After working initially in manual labour, Kelsall was introduced through his father to Mr Henry Duffy, one of America's leading producers, whose company he joined at Montréal. He was then trained under Henry Dixey, a famous international comedian of the American stage. Around this time, he began to be known by his pseudonym "Greg Kelsey". After that he went into partnership, with his act being known as O'Neill and Kelsey. He left Canada in April 1925 via Niagara Falls with his wife and two children, destined for the New York Stage.

Upon arrival in New York in 1925, Kelsey received an offer came from Shubert Theatre (New York City) and as a result he signed a contract to play in the noted musical Blossom Time opposite Eugene Leontivich wife of Gregory Ratoff, the Metro Goldwyn Mayer Director.

Kelsey hit hard times during the Great Depression in the early 1930s. He was affected, as were many others, by the closure of a number of the Broadway shows. He was reputed to be working as a singing waiter in 1932 and was living away from home which was then at City Island, Bronx. As USA recovered under President Franklin D. Roosevelt Kelsey returned to the Broadway stage. Between 1934 and 1946 he entertained President Roosevelt, broadcast with Bing Crosby and the Easy Access and made pictures in Hollywood. He was by this point under the management of Charles Colligan, patron of the Barclay Club of Barnstable, Massachusetts.

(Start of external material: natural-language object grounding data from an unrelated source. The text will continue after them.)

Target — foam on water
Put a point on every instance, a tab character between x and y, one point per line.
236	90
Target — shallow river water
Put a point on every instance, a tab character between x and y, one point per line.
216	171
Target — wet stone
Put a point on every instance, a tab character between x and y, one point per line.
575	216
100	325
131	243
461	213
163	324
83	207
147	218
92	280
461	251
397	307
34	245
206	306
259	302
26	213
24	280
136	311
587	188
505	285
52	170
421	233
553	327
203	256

Kelsey was called up to serve in the US Army in 1942 in World War II. His theatrical skills were put to good use as he received seven citations from the American Congress for work during the War. He appeared in special shows with such people as Bob Hope, Una Plokin, sisters Vaughan-de-Leith and other prominent stars of the day.

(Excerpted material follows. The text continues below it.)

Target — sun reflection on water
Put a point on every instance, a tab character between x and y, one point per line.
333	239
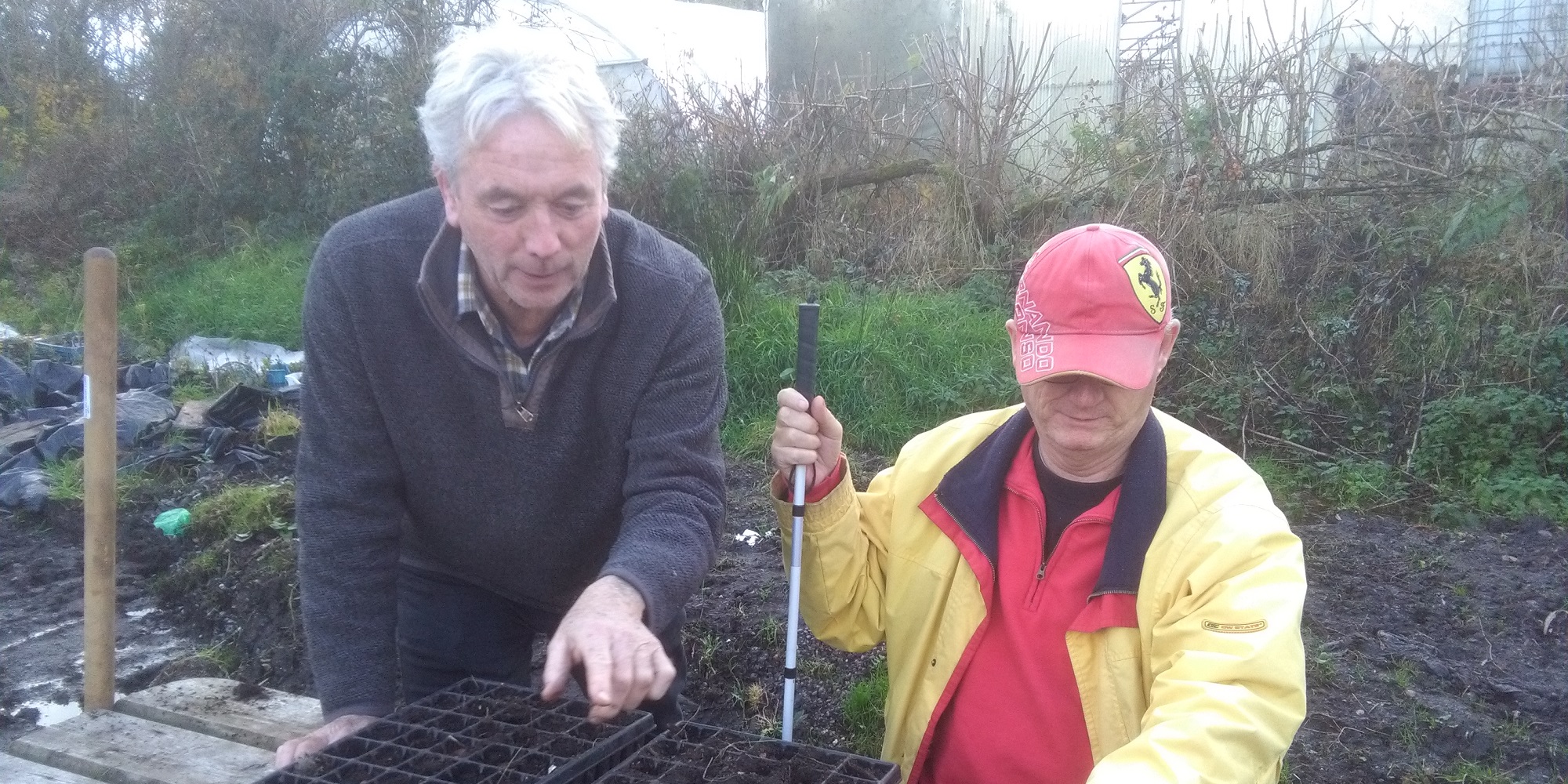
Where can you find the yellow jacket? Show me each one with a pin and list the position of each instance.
(1210, 688)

After the war he performed in the long-running stage hit "The Gay Nineties" which became one of the early television shows The Gay Nineties Revue.

During his career, Kelsey cultivated friendships with world renowned personalities on the screen including Jimmy Durante, Peter Lorre, Fred Allen, Jim Lurle Junior (star of the 1940s radio show "Can you Top this?"), Jack Whiting, William Cargan, Eddie Dowling and Harry Donnelly (writer of the song "Hink-a-dink-a-do", Jimmy Durante's theme song).

He returned to England in 1945 and then in 1947 to visit family and to explore various offers in the nascent television industry. It is not clear whether he took up any of these offers. The last remaining record of his work was the publication of a play called "Check your Hat" in 1951.

==Death==
Kelsey died on 2 July 1967 at Memorial Hospital, New York. He is buried in Holy Cross Cemetery North Arlington.

==Legacy==
Kelsey's daughter Ena Kelsall married prominent Big Band jazz musician Arthur Rollini, brother of Adrian Rollini.